Clinical methods for assessing tumour response to neoadjuvant therapy largely rely on monitoring the temporal changes in tumour size. Our goal is to predict tumour response to neoadjuvant therapy in breast cancer using a mathematical model that utilizes non-invasive imaging data obtained from individual patients. Previously, a mechanically-coupled, reaction-diffusion model with logistic growth for breast cancer was shown to outperform clinically used measures for predicting tumour response to therapy when initialized with patient specific magnetic resonance imaging (MRI) data. This model has since been extended to include patients’ therapy using corresponding dynamic contrast-enhanced (DCE-) MRI data to determine areas for drug delivery, improving the concordance correlation coefficient of the predicted tumour cellularity compared to the calculated cellularity from 0.85 to 0.99 (p<0.01, N=5).

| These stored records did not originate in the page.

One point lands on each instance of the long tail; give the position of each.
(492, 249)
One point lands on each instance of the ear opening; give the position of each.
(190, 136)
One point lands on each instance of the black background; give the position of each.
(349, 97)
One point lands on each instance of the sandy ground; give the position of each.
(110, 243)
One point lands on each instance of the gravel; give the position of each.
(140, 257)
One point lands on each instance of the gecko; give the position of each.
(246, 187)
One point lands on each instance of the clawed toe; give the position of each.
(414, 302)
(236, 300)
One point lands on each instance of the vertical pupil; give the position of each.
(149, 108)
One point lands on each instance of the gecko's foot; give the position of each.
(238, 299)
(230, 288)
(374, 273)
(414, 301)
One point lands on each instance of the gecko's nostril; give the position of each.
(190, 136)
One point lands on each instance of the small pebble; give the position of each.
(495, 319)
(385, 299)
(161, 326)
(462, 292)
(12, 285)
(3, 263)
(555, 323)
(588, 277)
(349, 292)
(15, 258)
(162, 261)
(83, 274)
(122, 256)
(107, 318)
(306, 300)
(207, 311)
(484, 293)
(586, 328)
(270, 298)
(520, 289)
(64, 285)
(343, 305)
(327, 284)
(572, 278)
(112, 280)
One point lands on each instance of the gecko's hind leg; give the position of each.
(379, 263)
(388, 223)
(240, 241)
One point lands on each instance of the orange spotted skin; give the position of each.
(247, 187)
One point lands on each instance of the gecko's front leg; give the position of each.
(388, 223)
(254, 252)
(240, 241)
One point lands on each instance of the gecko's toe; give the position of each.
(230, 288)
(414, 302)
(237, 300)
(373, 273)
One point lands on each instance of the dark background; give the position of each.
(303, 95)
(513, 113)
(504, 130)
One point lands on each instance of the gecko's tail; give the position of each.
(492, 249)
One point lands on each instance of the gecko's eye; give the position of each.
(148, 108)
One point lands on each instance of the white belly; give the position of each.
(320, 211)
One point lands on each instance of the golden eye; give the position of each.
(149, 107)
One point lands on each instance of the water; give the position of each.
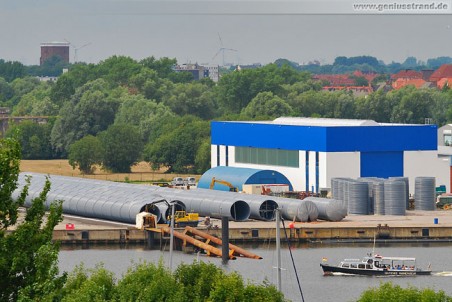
(315, 286)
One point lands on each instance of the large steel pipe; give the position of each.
(297, 210)
(262, 207)
(93, 198)
(210, 203)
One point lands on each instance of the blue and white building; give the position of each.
(312, 151)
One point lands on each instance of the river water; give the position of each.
(307, 257)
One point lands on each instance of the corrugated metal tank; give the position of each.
(240, 176)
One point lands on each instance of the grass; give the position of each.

We use patient specific measurements from diffusion-weighted MRI data to calibrate tumour cell diffusion, carrying capacity, and proliferation values (on a per voxel basis) within each patient’s tumour domain. The model is 3D and is mechanically coupled to the properties of the breast tissues by dampening the diffusivity of tumour cells based upon their growth and stresses induced in the breast. DCE-MRI data is used to identify spatiotemporal variations in tumour perfusion to approximate delivery of therapy within the tumour using the extended Kety-Tofts model. An explicit death term is incorporated into the tumour cell equation, where the amount of drug distributed in the tissue is spatially heterogeneous and dynamic in time according to the patient’s therapy schedule. All model simulations were evaluated using a forward finite difference scheme.
For a cohort of breast cancer patients (N = 10), four MRI scans were collected over the course of their neoadjuvant therapy (pre-treatment, after one cycle of therapy, at the end of the first therapy, and after one cycle of the second therapy). Using this data, we assess the model’s predictive ability in two different ways: 1) using the first two scans, the model is calibrated and simulated forward to the third scan time to assess the tumour cellularity, size, and heterogeneity predicted by the model in comparison with the calculated values from the patient’s third scan; 2) the model is calibrated with the third and fourth scans and simulated forward to the time of surgery, where the model’s results are compared to the patient’s pathological response status. Using these metrics, we will report on and discuss ability of the modelling approach to predict tumour response to therapy in breast cancer.
We acknowledge the support of U01 CA174706, U01 CA154602, and CPRIT RR160005.